With critics and listeners seemingly already in their corner, San Diego classic space/prog five-piece Astra make a Moog-heavy sophomore outing in the form of The Black Chord. Astra won many ears to their side with 2009’s Rise Above debut, The Weirding (review here), on which they offset retro King Crimson-style melodies with a sense of modern urgency that indeed also shows up throughout the six tracks of the second album. It’s Astra’s balance of old and new that makes their recorded output so fascinating, and as the US has become even more enamored of all things taggable as progressive and/or psychedelic in the last three years – at least in an underground sense – The Black Chord arrives at just the right time and in just the right place for the band to be able to make the most of their songwriting. A returning lineup of Richard Vaughan (vocals/guitar/Moog/mellotron), Conor Riley (mellotron/Moog/organ/piano/vocals), David Hurley (drums/percussion/flute), Brian Ellis (Moog/lead guitar) and Stuart Sclater (bass) is tighter and shows significant growth from the first album, which is appropriate given that in progressive rock one expects a certain amount of progress. That comes in part in the confidence and clarity with which they now handle the melodies, and where The Weirding felt at times like it was trying to throw everything at you all at once, The Black Chord is more patient in its execution and all the more majestic-sounding for that.

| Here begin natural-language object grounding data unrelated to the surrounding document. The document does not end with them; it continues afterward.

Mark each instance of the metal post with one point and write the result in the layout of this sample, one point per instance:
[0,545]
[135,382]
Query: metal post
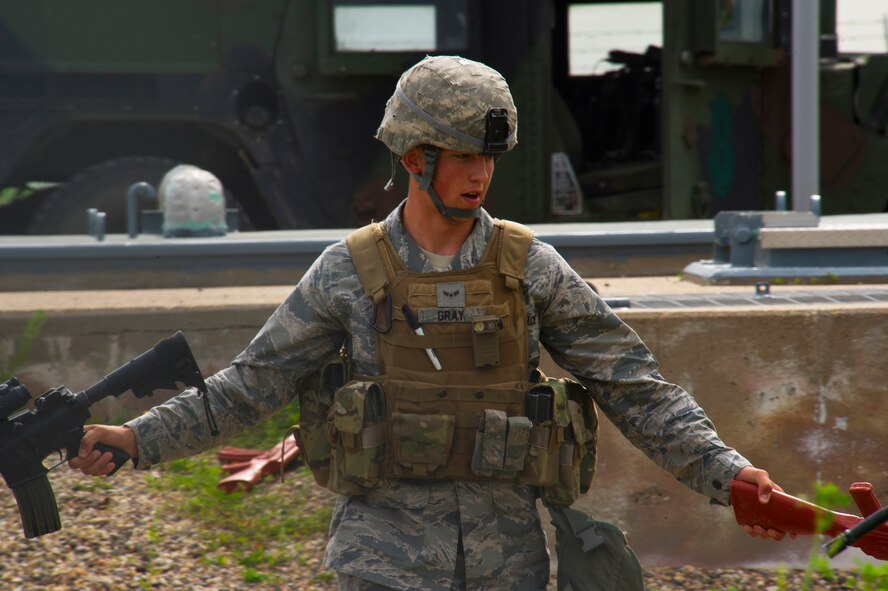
[805,103]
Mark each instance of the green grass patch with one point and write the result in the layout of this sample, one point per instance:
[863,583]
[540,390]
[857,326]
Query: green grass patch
[259,529]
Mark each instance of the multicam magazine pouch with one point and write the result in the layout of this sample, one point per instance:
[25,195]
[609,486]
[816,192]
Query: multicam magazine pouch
[315,399]
[563,438]
[355,429]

In addition, The Black Chord clocks in at a vinyl-ready 47 minutes, where The Weirding topped more than a full hour, so that also lets the songs establish more of their own character without overwhelming a listener’s attention, however fickle it may or may not be. With heavy emphasis on their keys – the Moogs, mellotrons, organs and piano are as much if not more essential to Astra’s sound here as the two guitars – and a solid rhythm section in Sclater and Hurley, The Black Chord is overall striking in its cohesion and flow between songs. Side A is comprised of instrumental opener “Cocoon” (8:43) and the title-track (14:58), which between the two of them account for half the album’s runtime and much of its breadth. One expects from the grandeur with which “Cocoon” gradually unfolds that Astra’s self-indulgence is perhaps going to take over and rule the material, but though both the guitars and the keys enjoy movements of prominence, those come largely in service to the songs themselves rather than any show of technicality. The opener’s groove gradually speeds up, carried forward by the guitar and a synth line of building intensity, but Sclater’s bass maintains a casual feel even as a chase ensues. That’s the first of Astra’s several visits to the Court of the Crimson King on The Black Chord, but they’re likewise enamored of Floyd and that comes through in some of the quieter stretches of the title cut.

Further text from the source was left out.